OÖ Seniorenbund ruft zum Einkaufen vor Ort auf
OÖ. Anbieter, die ihre Waren über das Internet verkaufen, profitieren seit der Corona-Pandemie enorm. Sie zahlen ihre Abgaben und Steuern jedoch in anderen Ländern. Der OÖ Seniorenbund ruft daher zum Einkauf vor Ort auf.
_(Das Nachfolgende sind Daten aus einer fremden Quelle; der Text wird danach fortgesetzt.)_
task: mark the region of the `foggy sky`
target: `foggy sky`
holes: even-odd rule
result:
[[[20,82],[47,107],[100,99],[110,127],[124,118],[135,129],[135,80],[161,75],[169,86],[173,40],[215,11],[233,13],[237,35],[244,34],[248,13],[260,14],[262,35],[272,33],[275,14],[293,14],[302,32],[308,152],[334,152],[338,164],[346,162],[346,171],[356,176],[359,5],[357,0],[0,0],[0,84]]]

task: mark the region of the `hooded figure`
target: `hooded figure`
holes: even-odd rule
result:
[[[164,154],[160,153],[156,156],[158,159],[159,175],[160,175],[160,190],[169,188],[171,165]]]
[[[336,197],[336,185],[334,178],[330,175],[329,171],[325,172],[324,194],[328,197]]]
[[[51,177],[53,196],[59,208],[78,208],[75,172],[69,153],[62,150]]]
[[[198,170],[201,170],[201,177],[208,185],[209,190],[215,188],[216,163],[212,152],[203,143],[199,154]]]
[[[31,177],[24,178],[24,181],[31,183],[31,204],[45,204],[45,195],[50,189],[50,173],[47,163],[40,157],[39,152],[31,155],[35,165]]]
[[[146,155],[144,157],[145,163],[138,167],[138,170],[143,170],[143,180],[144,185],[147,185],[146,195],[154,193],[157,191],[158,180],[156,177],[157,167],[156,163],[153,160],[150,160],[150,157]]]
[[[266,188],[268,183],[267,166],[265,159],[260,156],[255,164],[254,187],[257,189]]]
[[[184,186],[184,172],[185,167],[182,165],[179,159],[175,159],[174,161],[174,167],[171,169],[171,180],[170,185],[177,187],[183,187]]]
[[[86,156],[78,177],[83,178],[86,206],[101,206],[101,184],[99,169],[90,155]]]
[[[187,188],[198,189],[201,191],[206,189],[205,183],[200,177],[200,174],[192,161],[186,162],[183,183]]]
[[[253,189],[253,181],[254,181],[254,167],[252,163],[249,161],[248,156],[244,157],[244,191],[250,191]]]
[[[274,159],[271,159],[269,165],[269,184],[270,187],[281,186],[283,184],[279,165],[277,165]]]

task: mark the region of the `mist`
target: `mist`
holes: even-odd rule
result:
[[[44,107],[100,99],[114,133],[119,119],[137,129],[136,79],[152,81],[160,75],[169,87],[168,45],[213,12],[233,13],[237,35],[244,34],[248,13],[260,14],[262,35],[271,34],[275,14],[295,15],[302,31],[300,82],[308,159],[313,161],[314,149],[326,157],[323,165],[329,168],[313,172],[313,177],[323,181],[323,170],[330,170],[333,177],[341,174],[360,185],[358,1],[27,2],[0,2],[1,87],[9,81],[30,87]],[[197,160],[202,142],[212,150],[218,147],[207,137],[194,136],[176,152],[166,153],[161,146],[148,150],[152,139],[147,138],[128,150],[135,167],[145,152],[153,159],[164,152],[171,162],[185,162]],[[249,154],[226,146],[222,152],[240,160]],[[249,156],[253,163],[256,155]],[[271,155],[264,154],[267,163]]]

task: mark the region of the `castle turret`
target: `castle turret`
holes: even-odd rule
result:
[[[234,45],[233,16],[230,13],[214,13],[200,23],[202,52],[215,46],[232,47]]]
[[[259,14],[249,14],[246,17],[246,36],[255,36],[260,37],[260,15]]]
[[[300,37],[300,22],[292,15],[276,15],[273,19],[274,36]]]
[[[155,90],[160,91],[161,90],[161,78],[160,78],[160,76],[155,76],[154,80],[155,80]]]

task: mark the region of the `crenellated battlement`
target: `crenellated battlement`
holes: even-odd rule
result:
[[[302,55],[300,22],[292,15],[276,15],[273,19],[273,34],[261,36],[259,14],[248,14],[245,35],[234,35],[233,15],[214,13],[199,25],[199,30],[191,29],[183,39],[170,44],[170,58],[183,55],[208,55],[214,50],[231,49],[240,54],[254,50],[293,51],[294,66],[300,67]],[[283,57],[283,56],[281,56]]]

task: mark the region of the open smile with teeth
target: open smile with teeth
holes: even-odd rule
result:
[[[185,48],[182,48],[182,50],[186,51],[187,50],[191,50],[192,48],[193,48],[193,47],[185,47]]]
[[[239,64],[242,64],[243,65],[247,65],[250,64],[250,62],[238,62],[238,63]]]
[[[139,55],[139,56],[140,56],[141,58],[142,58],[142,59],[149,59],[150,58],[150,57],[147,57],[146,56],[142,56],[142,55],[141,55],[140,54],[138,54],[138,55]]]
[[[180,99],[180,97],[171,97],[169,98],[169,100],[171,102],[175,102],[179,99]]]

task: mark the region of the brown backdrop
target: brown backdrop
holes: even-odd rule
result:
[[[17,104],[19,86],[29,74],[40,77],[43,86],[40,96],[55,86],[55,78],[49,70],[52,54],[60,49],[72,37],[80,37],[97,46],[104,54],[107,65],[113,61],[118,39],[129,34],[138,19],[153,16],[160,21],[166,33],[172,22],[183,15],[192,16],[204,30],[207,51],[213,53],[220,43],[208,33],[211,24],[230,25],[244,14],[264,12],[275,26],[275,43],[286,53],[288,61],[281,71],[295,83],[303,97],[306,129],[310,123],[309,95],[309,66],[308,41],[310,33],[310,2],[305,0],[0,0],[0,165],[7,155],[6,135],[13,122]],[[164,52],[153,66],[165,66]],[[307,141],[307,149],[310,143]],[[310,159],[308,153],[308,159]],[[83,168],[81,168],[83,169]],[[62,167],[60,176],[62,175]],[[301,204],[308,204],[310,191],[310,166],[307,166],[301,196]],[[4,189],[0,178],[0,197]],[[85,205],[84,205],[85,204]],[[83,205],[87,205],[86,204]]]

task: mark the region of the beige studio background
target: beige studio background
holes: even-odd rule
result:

„Jede und jeder Einzelne kann dazu beitragen, dass die heimische Wirtschaft auch in diesem Jahr, durch das Weihnachtsgeschäft gestärkt wird. Das kann jedoch nur dann gelingen, wenn wir uns bewusst für einen Einkauf bei den regionalen Anbietern entscheiden“, appelliert Josef Pühringer, Obmann des OÖ Seniorenbundes. Begründet wird das damit, dass sich Österreich den Einkauf bei Internetanbietern nicht zunutze machen kann. Abgaben und Steuern werden in anderen Ländern geleistet, außerdem werden dadurch keine österreichischen Arbeitsplätze abgesichert.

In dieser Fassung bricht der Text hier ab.